Version of ggplot2::stat_ecdf that adds a weights property for each observation, to produce an empirical weighted cumulative distribution function. The empirical cumulative distribution function (ECDF) provides an alternative visualisation of distribution. Compared to other visualisations that rely on density (like geom_histogram()), the ECDF doesn't require any tuning parameters and handles both continuous and discrete variables.

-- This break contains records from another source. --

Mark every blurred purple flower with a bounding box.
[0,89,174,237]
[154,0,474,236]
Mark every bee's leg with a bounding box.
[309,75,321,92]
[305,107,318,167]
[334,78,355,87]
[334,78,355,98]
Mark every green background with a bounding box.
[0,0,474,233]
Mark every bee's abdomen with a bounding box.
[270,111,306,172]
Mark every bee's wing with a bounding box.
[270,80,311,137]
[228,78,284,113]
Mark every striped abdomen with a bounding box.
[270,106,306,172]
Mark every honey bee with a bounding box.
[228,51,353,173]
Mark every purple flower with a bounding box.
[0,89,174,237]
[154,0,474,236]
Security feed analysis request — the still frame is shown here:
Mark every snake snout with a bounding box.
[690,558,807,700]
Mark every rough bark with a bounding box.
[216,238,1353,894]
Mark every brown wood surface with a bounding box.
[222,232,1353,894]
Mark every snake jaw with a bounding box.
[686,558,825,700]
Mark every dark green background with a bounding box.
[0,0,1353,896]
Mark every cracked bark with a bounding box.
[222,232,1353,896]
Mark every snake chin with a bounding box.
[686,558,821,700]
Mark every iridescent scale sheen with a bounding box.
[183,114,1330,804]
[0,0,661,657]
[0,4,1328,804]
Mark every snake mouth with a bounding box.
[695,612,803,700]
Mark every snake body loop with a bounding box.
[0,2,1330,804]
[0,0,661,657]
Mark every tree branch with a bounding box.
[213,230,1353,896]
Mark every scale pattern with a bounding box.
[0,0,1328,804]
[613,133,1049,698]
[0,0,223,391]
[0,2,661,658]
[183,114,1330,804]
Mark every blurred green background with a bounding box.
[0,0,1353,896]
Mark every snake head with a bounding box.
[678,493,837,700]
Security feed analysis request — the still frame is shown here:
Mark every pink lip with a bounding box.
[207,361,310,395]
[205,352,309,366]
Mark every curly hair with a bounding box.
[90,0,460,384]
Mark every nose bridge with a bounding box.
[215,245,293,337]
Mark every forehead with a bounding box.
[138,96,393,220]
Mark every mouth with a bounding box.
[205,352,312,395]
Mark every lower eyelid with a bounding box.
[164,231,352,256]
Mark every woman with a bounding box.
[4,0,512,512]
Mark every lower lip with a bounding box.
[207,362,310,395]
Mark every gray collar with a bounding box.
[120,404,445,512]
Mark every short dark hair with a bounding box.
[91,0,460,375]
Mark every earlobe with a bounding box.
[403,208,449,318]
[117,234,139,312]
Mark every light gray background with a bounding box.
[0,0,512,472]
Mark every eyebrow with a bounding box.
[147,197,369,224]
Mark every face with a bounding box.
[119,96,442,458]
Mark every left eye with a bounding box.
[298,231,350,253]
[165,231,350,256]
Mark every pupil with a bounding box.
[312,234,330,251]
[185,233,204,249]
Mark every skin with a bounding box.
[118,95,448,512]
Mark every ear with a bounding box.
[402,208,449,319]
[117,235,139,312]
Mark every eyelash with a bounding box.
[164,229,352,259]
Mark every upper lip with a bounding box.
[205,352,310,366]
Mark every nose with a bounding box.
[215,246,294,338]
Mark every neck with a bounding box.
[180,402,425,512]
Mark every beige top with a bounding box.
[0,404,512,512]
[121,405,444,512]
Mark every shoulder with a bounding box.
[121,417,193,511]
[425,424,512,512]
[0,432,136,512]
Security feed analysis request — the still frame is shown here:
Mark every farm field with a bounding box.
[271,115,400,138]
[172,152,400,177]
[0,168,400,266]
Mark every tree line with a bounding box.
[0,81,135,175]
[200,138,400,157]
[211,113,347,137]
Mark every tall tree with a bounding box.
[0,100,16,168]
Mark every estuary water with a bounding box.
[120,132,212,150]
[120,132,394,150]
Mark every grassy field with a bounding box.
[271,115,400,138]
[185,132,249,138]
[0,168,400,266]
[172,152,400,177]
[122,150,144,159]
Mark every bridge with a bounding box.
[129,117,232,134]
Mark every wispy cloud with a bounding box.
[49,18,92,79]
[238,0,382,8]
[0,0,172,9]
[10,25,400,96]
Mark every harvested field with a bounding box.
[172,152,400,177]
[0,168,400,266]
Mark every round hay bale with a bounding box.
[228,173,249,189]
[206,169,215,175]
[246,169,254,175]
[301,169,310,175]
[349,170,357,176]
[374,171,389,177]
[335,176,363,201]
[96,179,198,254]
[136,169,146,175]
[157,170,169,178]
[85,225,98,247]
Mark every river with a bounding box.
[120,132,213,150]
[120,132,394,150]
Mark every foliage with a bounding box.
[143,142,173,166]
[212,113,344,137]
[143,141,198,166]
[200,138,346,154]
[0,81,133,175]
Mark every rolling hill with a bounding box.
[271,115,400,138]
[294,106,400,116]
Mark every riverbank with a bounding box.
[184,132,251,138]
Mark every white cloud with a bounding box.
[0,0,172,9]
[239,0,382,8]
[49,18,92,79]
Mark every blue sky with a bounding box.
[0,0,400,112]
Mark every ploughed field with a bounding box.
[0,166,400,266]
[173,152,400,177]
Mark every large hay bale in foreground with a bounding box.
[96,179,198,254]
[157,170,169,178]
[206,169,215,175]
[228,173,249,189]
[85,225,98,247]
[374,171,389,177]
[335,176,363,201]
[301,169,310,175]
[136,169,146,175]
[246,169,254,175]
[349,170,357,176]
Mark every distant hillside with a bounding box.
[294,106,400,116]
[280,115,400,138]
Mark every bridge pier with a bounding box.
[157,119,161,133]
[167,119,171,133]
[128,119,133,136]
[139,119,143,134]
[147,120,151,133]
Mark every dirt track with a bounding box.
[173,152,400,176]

The downside is that it requires more training to accurately interpret, and the underlying visual tasks are somewhat more challenging.

Usage

stat_ewcdf(
  mapping = NULL,
  data = NULL,
  geom = "step",
  position = "identity",
  ...,
  n = NULL,
  pad = TRUE,
  na.rm = FALSE,
  show.legend = NA,
  inherit.aes = TRUE
)

Arguments

n

if NULL, do not interpolate. If not NULL, this is the number of points to interpolate with.

pad

If TRUE, pad the ecdf with additional points (-Inf, 0) and (Inf, 1)

na.rm

If FALSE (the default), removes missing values with a warning. If TRUE silently removes missing values.

Computed variables

x

x in data

y

cumulative density corresponding x

See also

wquantile

Examples

library(ggplot2)

n <- 100
df <- data.frame(
  x = c(rnorm(n, 0, 10), rnorm(n, 0, 10)),
  g = gl(2, n),
  w = c(rep(1/n, n), sort(runif(n))^sqrt(n))
)
ggplot(df, aes(x, weights = w)) + stat_ewcdf(geom = "step")


# Don't go to positive/negative infinity
ggplot(df, aes(x, weights = w)) + stat_ewcdf(geom = "step", pad = FALSE)


# Multiple ECDFs
ggplot(df, aes(x, colour = g, weights = w)) + stat_ewcdf()

ggplot(df, aes(x, colour = g, weights = w)) +
  stat_ewcdf() +
  facet_wrap(vars(g), ncol = 1)